Par le CPI
CPI
La Commission nationale pour l’administration de Gaza (NCAG) a annoncé, jeudi, l’ouverture des candidatures en vue de la mise en place d’un nouveau corps de police palestinien, dans la bande de Gaza. Cette initiative vise, selon elle, à préserver l’ordre public et à faire respecter l’État de droit durant la prochaine phase transitoire, afin de garantir la stabilité interne et de renforcer la paix civile.
Dans un communiqué officiel, la Commission a appelé les hommes et les femmes compétents et intègres à soumettre leurs candidatures, précisant que la future force aura pour mission de protéger les familles, de préserver la dignité humaine et de consolider un environnement sûr pour les générations à venir, dans un contexte marqué par d’importants défis sécuritaires et humanitaires.

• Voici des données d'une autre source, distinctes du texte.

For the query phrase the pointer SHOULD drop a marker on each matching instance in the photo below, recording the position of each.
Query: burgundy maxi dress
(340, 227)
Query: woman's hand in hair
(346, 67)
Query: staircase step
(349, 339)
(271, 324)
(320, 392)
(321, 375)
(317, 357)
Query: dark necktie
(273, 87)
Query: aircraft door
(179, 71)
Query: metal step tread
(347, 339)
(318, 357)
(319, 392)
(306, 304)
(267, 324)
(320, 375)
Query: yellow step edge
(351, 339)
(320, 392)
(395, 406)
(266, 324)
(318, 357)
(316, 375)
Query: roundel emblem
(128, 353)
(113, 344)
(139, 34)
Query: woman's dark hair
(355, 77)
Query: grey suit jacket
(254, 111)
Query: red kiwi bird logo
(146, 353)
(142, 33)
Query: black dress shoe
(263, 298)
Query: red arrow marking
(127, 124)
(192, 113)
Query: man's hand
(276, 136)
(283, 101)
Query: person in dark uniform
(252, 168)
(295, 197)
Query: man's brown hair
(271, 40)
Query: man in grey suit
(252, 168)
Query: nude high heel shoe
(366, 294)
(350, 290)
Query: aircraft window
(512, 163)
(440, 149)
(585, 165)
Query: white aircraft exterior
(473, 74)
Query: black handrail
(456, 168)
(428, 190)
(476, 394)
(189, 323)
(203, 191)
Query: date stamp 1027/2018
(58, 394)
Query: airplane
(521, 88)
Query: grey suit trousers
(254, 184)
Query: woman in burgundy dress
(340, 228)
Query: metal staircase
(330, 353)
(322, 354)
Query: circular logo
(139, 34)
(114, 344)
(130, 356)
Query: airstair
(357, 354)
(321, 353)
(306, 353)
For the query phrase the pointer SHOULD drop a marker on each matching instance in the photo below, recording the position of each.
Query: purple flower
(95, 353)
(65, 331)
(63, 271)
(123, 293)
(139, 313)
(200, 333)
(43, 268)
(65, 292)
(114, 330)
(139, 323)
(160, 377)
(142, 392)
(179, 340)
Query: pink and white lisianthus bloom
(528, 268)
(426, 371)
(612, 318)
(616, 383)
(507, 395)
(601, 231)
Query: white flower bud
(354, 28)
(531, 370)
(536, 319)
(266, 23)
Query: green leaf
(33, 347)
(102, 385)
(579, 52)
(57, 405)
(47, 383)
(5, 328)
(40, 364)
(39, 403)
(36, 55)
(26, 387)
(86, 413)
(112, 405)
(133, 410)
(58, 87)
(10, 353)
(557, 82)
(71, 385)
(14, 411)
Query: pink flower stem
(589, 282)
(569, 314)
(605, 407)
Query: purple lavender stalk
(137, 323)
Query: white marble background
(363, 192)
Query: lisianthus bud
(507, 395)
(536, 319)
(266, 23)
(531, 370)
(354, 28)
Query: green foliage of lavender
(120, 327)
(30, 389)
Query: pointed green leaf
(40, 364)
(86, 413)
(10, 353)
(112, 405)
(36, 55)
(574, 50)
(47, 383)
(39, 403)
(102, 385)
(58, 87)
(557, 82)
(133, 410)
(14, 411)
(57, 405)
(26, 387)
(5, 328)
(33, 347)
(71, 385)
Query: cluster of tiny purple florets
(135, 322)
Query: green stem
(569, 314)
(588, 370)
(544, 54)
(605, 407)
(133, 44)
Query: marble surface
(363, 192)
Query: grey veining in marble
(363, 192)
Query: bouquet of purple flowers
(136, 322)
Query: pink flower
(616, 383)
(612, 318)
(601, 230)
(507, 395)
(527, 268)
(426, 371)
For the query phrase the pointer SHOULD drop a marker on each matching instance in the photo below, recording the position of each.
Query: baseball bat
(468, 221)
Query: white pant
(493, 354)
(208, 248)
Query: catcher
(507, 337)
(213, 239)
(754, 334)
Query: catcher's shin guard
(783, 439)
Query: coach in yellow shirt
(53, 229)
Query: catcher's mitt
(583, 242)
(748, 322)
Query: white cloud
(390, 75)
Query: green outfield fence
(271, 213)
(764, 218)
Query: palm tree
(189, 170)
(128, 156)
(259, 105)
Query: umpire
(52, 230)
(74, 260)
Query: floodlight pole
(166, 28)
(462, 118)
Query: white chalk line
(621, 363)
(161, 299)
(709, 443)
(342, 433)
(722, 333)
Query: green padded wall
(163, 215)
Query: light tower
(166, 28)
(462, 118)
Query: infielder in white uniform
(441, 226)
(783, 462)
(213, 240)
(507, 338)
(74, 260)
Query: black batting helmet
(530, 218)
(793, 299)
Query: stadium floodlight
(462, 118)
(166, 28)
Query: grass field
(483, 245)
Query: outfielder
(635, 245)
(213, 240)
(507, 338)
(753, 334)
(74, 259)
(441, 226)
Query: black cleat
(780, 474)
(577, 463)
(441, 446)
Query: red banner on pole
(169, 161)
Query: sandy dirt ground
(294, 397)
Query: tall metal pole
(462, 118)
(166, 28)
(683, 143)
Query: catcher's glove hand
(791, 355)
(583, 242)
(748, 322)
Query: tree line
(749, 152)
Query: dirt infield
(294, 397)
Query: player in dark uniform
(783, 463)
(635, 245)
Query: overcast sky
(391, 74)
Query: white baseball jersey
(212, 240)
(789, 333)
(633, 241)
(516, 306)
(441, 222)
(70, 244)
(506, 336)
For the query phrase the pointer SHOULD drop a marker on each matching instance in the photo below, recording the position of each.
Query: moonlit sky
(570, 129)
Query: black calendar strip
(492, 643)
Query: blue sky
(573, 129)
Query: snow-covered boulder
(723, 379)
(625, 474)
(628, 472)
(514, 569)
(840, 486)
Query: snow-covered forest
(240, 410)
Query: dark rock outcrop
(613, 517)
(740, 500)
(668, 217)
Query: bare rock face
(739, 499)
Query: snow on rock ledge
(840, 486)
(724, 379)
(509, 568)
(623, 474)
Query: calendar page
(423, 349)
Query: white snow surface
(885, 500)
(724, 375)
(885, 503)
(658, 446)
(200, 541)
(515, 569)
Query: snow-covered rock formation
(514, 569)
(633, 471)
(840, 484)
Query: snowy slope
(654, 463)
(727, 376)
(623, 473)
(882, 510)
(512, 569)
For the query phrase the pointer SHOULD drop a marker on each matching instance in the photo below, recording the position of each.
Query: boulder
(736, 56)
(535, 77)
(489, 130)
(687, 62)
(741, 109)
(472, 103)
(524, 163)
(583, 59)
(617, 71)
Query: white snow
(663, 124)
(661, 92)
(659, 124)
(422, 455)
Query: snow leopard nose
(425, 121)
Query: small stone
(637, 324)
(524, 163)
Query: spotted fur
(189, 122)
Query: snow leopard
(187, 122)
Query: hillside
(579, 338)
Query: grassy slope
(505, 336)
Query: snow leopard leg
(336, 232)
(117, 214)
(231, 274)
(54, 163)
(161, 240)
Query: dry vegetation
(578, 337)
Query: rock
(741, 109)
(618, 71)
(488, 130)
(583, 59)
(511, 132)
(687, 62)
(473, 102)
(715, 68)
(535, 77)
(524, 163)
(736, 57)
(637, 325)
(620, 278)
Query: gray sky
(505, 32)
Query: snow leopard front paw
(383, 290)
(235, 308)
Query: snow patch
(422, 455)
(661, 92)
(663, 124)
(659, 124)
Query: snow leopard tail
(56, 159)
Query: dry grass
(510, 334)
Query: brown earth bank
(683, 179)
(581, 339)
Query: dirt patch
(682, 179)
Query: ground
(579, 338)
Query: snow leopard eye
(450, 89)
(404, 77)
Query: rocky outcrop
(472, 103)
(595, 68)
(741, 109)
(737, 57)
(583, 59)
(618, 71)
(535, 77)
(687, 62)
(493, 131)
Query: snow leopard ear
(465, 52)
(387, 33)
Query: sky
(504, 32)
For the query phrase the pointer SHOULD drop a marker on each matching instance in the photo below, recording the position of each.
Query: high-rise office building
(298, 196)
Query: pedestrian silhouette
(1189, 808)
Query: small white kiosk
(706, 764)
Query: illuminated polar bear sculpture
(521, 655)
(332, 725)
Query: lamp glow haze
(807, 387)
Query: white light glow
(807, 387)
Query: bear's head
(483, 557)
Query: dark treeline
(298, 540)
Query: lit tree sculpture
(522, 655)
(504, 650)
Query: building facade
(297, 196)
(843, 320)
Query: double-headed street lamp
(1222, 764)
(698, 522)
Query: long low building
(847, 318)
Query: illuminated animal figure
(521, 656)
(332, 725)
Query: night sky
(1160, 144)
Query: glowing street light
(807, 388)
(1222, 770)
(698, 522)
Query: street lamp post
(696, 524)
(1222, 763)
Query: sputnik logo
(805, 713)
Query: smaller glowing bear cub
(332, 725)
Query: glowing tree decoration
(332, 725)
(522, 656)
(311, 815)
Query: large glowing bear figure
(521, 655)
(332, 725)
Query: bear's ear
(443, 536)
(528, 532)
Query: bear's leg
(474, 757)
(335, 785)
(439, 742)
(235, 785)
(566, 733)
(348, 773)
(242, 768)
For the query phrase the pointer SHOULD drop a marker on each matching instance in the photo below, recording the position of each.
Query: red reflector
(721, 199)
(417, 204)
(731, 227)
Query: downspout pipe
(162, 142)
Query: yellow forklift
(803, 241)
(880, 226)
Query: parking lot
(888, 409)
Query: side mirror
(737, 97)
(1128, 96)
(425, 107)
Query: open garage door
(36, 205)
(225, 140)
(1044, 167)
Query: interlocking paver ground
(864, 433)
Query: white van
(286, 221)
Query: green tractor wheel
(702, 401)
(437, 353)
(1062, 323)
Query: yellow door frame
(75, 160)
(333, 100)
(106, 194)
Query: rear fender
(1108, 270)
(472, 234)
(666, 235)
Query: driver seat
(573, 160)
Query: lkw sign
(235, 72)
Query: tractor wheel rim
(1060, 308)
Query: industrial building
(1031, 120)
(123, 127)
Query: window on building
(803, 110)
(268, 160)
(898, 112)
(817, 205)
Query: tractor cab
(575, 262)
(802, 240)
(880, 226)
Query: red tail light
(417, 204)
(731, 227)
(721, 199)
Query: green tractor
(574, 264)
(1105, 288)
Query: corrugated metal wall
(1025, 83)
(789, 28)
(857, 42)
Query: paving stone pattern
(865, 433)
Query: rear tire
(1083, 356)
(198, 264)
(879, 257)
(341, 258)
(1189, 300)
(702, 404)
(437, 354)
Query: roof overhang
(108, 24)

Elle a affirmé que la construction institutionnelle reposera sur des critères clairs de transparence et de responsabilité juridique, soulignant que les recrues seront soumises à un code de conduite strict et à des mécanismes de contrôle permanents, afin de garantir les principes de justice et d’égalité envers les citoyens.
La Commission considère que rejoindre cette force sécuritaire constitue une responsabilité nationale et une contribution directe au rétablissement de la confiance sociale et du sentiment de sécurité.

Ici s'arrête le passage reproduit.